Şiirin tanımı oldukça güçtür. Böyle çerçeveli bir tanım yapmak çok doğru değil. Şiirin tanımı binlerce kez çeşitli insanlar tarafından yapılmıştır. Biz de bir tanım yapabiliriz. Bin tane tanım getirilebilir şiirle ilgili. Ama şiir hayata benzer. Ben kırk yıldır şiir yazıyorum, ama yeni bir şiir yazdığımda sanki yeni bir şey bulmuş gibi oluyorum. Eğer aşk ve sevgi yoksa şiiri oluşturmak mümkün değil. Biz öteden beri Kürt şiirine bir şekil, bir çerçeve oluşturmak istedik. Kürt şiirine bir çehre yaratma arayışındayız. Ve bu arayışımız hâlâ sürüyor. Türkiye ve Suriye’de Kürt dilinin yasaklı olması nedeniyle Kürt edebiyatının ve şiirinin gelişmesi de engellendi.

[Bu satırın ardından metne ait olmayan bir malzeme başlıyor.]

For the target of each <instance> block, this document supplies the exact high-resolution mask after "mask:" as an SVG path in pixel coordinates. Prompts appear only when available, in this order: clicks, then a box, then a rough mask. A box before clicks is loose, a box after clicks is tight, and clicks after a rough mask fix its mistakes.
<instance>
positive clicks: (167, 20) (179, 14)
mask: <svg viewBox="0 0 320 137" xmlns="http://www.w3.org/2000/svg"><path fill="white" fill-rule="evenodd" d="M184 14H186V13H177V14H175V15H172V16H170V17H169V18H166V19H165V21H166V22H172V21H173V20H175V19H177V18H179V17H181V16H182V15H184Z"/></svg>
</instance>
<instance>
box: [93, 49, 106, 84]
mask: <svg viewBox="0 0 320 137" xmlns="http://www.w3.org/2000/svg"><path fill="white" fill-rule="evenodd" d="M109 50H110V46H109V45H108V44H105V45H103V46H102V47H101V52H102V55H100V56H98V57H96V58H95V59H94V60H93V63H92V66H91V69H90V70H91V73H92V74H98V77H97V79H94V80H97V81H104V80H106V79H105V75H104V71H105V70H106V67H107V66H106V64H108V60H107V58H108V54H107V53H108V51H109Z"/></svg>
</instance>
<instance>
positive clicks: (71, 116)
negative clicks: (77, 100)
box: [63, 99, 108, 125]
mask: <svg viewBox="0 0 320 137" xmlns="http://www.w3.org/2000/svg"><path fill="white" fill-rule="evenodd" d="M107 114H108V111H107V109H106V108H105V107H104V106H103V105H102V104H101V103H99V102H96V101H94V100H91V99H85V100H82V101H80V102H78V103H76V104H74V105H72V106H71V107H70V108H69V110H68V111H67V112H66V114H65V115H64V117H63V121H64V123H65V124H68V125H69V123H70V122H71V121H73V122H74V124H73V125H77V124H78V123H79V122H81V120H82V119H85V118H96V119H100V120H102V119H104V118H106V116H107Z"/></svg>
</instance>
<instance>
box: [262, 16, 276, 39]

Bir memlekette bir dil yasaklıysa insanın kendi dilinde şiir yazması ve şiirini, edebiyatını geliştirmesi de güçtür. Bu anlamıyla Kuzey Kürdistan’da Kürt dili uzun yıllar yok sayıldığı ve yasaklı bir dil olduğu için Güney’e oranla daha geri bir şiir süreci var denilebilir. Güney’de bu süreç yaşanmadığı için şiir ve edebiyat alanında önemli gelişmeler sağlandı. Suriye Kürtleri Arapça yazmak durumunda kaldı. Kuzey’deki Kürt şairleri de Türkçe yazmak zorunda kaldı. Yine İran Kürtleri Farsça yazmak zorunda kaldı. Birçok Kürt yazar Türkçe ve Arapça yazmak zorunda kaldı. Yoksa Ahmet Arif ve Yaşar Kemal gibi yazarlar dil yasaklı olmasaydı belki kendi dillerinde, Kürtçe yazabileceklerdi. Yine Suriye’de, örneğin Selim Bereket Arapça yazmak zorunda kalmayacaktı. Dilin yasak olması şairleri o ülkenin diliyle yazmaya zorladı. Özgürlük, edebiyat ve şiirin soluğudur. Eğer o özgürlüğü yakalayamazsanız o havayı soluyamazsınız.

Günümüzde İran, Suriye ve Türkiye’de yazılan ve modern olarak ifade edilen şiiri nasıl değerlendiriyorsunuz? Kürt şiirinde bir modernleşmeden bahsedebilir miyiz?
Modern şiirden söz ediyorsak, bir kere şiir 3 önemli şeye ihtiyaç duyar. Birincisi şairde bir yaratıcılık cevheri olmalı. İkincisi bir duyarlılık içinde olması lazım. Üçüncüsü ise deneyimdir. Dünyadaki gelişmelerden önemli deneyimler elde etmiş olmak gerekir. Böyle bir olgunluk olursa iyi şiir yazma olanağı yakalanabilir. Güney’de daha modern bir şiirden bahsetmek mümkündür. Çünkü orada dil bir baskıya ve kesintiye uğramadı. Avrupa’da edebiyat alanında yaşanan gelişmeler anında etkisini, yankısını Güney’de buldu. Bu anlamda Türkiye’deki Kürt şiirinde daha önemli gelişmeler yaşandığından söz edebiliriz. Modern şiir demekle bir şiir modern olmuyor. Birçok şair modern şiir yazdığını söyleyebilir, ama onun şiirlerinin içeriğine bakmak gerekir. Modern şiirin farklı ölçütleri vardır. Dilin yasaklı olması ve Kürtlerin parçalı yaşamaları politik bir dezavantaj olsa da, biz aslında bundan iyi bir avantaj olarak da söz edebiliriz. Çünkü farklı kültürleri tanıma imkanımız oldu. Kürtler ve Kürt edebiyatçıları, şairleri, Türkiye, İran, Suriye ve Irak kültüründen, dilinden, edebiyatından, şiirinden önemli deneyimler elde etmişlerdir. Bu kültürleri tanıma şansı yakalamışlardır. Biz Kürtler bu üç ayrı kültürü tanıma şansı yakaladık ister istemez. Bu bir avantaj gibi de görülebilir.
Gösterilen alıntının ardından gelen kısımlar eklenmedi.